Major thread state leakage in the new animation system

Of course the title already spoils the end but I’ll take you along on my journey anyway. (I’ll be filing an official problem report shortly and it will include much less color.)

This is partially a heads up for folks who might be in a similar situation and partially an “i-search” essay.

Some months ago when working out how animation rigs would work client/server through the SpiderMonkey/SimEtheral stack, I added animation to one of my MOSS demos… the one with the chickens and the barn. In that demo, I had nehon’s metal robot model walking around. However, occasionally I would notice little single-frame glitches where the model would morph funny or twist funny.

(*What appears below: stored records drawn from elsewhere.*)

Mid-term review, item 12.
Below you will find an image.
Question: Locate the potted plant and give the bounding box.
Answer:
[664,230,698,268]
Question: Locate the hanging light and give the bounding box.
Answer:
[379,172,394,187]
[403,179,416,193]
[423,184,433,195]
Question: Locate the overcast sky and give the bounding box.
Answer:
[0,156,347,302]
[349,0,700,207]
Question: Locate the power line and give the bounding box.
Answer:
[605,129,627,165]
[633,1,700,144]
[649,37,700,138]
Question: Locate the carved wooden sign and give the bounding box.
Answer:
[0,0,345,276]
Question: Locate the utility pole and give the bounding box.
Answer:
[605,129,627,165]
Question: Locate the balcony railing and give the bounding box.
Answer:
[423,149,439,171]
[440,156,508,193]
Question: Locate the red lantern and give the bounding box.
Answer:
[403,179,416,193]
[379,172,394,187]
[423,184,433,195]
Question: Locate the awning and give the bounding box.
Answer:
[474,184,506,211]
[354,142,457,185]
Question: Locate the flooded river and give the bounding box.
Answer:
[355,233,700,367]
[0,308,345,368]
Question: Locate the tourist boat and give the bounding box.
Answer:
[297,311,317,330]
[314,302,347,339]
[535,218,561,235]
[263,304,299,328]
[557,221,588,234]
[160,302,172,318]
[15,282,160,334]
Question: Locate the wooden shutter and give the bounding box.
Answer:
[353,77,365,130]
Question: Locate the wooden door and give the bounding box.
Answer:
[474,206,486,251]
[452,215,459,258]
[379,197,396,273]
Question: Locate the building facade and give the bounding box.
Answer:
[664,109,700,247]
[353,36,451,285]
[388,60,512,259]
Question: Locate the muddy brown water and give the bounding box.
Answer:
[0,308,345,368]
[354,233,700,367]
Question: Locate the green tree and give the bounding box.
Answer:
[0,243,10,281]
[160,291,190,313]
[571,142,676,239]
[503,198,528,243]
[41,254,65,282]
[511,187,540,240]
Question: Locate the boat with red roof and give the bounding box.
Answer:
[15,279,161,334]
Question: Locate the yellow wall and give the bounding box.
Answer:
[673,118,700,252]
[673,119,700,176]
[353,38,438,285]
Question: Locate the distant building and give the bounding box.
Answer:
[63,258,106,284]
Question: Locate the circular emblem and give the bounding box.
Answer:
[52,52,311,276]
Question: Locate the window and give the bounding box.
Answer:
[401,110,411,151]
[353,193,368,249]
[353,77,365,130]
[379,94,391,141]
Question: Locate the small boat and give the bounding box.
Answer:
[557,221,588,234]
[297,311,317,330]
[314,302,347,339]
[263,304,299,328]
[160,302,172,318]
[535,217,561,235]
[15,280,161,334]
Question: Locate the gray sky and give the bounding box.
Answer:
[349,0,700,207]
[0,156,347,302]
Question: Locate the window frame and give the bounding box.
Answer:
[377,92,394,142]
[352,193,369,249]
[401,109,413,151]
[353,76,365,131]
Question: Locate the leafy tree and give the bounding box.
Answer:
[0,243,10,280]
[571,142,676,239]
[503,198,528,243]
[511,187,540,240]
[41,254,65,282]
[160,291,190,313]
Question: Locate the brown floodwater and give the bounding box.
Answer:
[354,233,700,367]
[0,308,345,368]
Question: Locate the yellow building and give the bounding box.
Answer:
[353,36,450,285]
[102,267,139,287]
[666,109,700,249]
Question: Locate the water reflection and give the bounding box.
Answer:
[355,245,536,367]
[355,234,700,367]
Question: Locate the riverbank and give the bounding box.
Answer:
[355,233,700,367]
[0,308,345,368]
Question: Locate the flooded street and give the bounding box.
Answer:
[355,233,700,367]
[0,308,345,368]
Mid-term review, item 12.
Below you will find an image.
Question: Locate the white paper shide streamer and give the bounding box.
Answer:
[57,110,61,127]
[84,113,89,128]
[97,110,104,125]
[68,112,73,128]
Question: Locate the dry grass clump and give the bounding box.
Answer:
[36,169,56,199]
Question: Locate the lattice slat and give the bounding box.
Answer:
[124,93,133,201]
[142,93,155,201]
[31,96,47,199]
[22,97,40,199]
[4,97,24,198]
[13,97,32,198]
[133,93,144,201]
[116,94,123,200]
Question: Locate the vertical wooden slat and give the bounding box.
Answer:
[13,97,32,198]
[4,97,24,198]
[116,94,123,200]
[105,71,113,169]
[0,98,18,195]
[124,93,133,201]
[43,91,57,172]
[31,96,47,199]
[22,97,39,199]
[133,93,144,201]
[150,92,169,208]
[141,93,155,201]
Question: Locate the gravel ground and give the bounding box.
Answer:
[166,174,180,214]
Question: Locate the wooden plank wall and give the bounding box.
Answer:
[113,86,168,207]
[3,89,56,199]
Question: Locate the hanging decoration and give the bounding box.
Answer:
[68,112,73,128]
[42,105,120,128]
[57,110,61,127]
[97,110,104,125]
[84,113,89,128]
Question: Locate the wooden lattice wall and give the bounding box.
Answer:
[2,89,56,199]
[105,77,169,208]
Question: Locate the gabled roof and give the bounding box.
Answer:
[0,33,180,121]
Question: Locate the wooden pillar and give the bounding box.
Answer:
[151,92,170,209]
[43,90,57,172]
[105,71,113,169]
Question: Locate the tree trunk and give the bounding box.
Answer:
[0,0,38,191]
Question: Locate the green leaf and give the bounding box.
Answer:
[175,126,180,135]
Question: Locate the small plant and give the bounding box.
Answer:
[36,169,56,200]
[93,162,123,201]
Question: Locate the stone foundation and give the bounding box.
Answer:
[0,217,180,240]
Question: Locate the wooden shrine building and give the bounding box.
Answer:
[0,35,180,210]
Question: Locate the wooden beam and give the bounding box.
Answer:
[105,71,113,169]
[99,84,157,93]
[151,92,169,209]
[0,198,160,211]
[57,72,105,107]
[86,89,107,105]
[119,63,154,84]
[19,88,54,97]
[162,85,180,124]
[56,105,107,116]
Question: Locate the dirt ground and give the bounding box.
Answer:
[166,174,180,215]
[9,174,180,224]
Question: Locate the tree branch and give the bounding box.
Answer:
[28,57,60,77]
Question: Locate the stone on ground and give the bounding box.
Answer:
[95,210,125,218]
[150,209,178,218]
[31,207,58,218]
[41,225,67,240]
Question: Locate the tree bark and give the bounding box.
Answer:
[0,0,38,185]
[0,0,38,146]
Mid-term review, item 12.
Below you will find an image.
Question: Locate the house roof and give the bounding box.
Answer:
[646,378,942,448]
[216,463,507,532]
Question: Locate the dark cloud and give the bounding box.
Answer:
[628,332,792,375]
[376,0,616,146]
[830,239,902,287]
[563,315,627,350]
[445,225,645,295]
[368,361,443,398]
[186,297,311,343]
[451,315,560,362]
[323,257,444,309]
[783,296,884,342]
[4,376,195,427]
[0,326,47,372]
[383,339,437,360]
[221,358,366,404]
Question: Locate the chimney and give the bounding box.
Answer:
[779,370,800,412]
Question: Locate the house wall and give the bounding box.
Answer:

At the time, I suspected that maybe since I’m manually feeding time to AnimComposer that maybe I was hitting some floating point error in the interpolators or some “close to 1 but not 1” style interp problems. I spent a little time looking into it, sanitizing time inputs, etc… but ultimately decided that a small visual glitch was a problem for another day.

Fast forward to this past weekend: I’ve been working on getting the old “Mythruna girl” upgraded with new higher poly mesh, proper UVs for my material system, etc… and compatible with the network rigging.

She’s a work in progress but far enough along to test so I tried to bring her into the demo with the robot… now instead of a few glitched every now and then they happened quite often. Even worse, the animation code would occasionally throw IndexOutOfBoundsExceptions deep in the interpolation code.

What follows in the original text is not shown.